The local Rospotrebnadzor said that specialists had issued more than 300 orders to heads of management companies, chairmen of non-profit gardening cooperatives, owners of markets and shopping malls in Saratov to take preventive measures.
The Ministry of Natural Resources and Ecology of the region organized a duty of specialists to limit the visits to the forest area by the population. As of June 1, deratization was carried out in Saratov on an area of over 1.9thousand hectares, liquidated 102 unauthorized dumps, carried out sanitary felling of trees and shrubs on an area of 27 hectares, as well as clearing dead wood and overgrowth on an area of 127 hectares. Specialists of the Russian Research Anti-Plague Institute “Microbe” (in the system of Rospotrebnadzor) monitor the effectiveness of derat control at Kumysnaya Polyana. Governor Valery Radaev instructed to take areas with a high incidence of HFRS “under special control” and take “all necessary measures to eliminate the risks of further spread of the disease.”
The children’s recreational and educational center “Dubki” in the forest area refused to comment on the situation, saying that “questions should be asked to Rospotrebnadzor.”
The camp noted that there is no focus of this disease on its territory, deratization and control of its quality were carried out.

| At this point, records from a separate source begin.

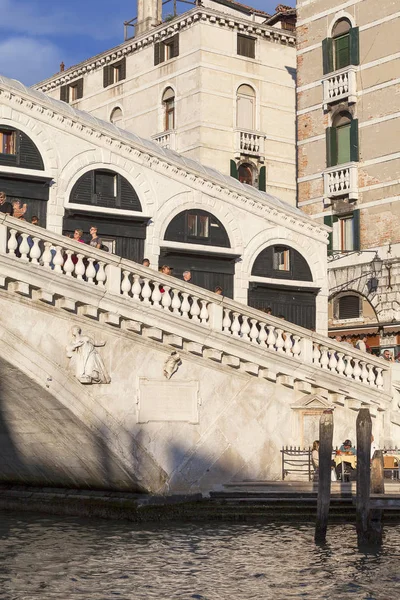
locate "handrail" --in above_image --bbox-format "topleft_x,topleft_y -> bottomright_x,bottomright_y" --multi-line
0,214 -> 391,391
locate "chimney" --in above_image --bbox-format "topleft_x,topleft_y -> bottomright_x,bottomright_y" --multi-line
135,0 -> 162,35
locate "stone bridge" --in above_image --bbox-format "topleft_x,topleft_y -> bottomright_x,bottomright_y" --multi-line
0,215 -> 400,493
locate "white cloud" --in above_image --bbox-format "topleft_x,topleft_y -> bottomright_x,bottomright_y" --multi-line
0,36 -> 62,85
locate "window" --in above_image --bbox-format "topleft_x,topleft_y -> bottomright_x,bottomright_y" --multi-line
335,295 -> 361,319
237,33 -> 256,58
154,33 -> 179,65
187,213 -> 210,238
162,88 -> 175,131
0,131 -> 17,154
103,58 -> 126,87
272,246 -> 290,271
236,85 -> 256,131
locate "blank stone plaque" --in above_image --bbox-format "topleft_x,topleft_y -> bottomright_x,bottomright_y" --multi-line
138,377 -> 199,423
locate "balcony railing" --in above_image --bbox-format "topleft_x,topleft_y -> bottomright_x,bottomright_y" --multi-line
235,129 -> 265,157
151,129 -> 176,150
322,66 -> 357,110
324,163 -> 358,200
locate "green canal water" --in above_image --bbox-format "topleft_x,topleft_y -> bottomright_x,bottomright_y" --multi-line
0,512 -> 400,600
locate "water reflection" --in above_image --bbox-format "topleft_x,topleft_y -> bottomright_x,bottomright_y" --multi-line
0,513 -> 400,600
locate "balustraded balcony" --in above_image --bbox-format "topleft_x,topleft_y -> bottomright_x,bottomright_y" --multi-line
151,129 -> 176,150
322,66 -> 357,110
235,129 -> 265,158
324,163 -> 358,200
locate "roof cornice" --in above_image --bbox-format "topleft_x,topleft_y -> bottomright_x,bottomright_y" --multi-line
32,6 -> 296,92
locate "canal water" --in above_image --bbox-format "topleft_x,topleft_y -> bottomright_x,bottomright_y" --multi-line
0,512 -> 400,600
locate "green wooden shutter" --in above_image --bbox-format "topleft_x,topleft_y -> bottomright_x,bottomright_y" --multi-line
325,127 -> 337,167
353,209 -> 360,250
60,85 -> 68,102
231,160 -> 239,179
350,27 -> 360,66
324,215 -> 333,254
350,119 -> 359,162
258,167 -> 267,192
322,38 -> 333,75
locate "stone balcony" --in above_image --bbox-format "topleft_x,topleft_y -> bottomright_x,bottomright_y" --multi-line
322,66 -> 357,110
235,129 -> 265,158
151,129 -> 176,150
324,163 -> 358,201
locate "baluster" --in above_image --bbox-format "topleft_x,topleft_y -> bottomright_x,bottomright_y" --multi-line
171,290 -> 181,315
367,364 -> 375,386
121,271 -> 132,296
74,254 -> 86,279
190,296 -> 200,323
64,250 -> 75,277
250,319 -> 258,344
336,352 -> 346,375
222,308 -> 232,333
344,354 -> 353,377
161,285 -> 172,310
53,246 -> 65,273
200,300 -> 209,323
267,325 -> 276,350
292,335 -> 301,358
360,361 -> 368,383
320,346 -> 329,371
181,292 -> 190,319
142,277 -> 151,306
231,313 -> 240,337
328,350 -> 337,372
240,317 -> 250,340
313,342 -> 321,366
375,367 -> 383,390
30,238 -> 42,265
275,329 -> 285,353
353,358 -> 361,381
42,242 -> 53,269
7,229 -> 18,255
96,262 -> 107,287
86,258 -> 96,284
132,275 -> 142,300
258,323 -> 268,346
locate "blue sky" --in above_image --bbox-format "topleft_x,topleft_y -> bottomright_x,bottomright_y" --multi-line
0,0 -> 295,85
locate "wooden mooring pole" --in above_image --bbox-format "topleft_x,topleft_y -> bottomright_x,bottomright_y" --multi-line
356,408 -> 372,545
314,410 -> 333,542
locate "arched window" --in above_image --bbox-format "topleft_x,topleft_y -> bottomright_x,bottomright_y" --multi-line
332,19 -> 351,71
162,88 -> 175,131
236,85 -> 256,131
110,107 -> 124,127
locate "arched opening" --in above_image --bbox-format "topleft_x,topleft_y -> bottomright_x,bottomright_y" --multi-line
332,19 -> 351,71
248,245 -> 319,329
160,209 -> 238,298
236,85 -> 256,131
110,106 -> 124,127
162,87 -> 175,131
63,169 -> 148,262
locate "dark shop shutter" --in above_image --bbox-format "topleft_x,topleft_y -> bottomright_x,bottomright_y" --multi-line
339,296 -> 360,319
258,167 -> 267,192
322,38 -> 333,75
350,27 -> 360,66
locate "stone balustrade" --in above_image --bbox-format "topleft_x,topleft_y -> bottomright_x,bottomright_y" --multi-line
0,215 -> 391,392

Elena Sokolenko, executive director of the Beryozka children’s sports and recreation center on the territory of Kumysnaya Polyana, also reported that the facility had been deratized, and an examination by the Rospotrebnadzor showed that there was no outbreak of HFRS on the territory. “Two weeks ago, we had a meeting of young policemen – 850 children from all over the region came, plus 100 adults. Of these, 300 people lived in the center for three days. There was no information that someone, God forbid, fell ill,” said Ms. Sokolenko. According to her, the cancellation of the check-in did not affect the activities of the center – the shift, in accordance with the schedule, should open on June 14, before that the deratization of the territory will be carried out again.
Nikolai Popov, a representative of the Microbe Institute, noted that an outbreak of HFRS occurs once every five to seven years, but this year it is on a larger scale, since the increase in the number of carriers of the disease began last fall: “The winter was warm.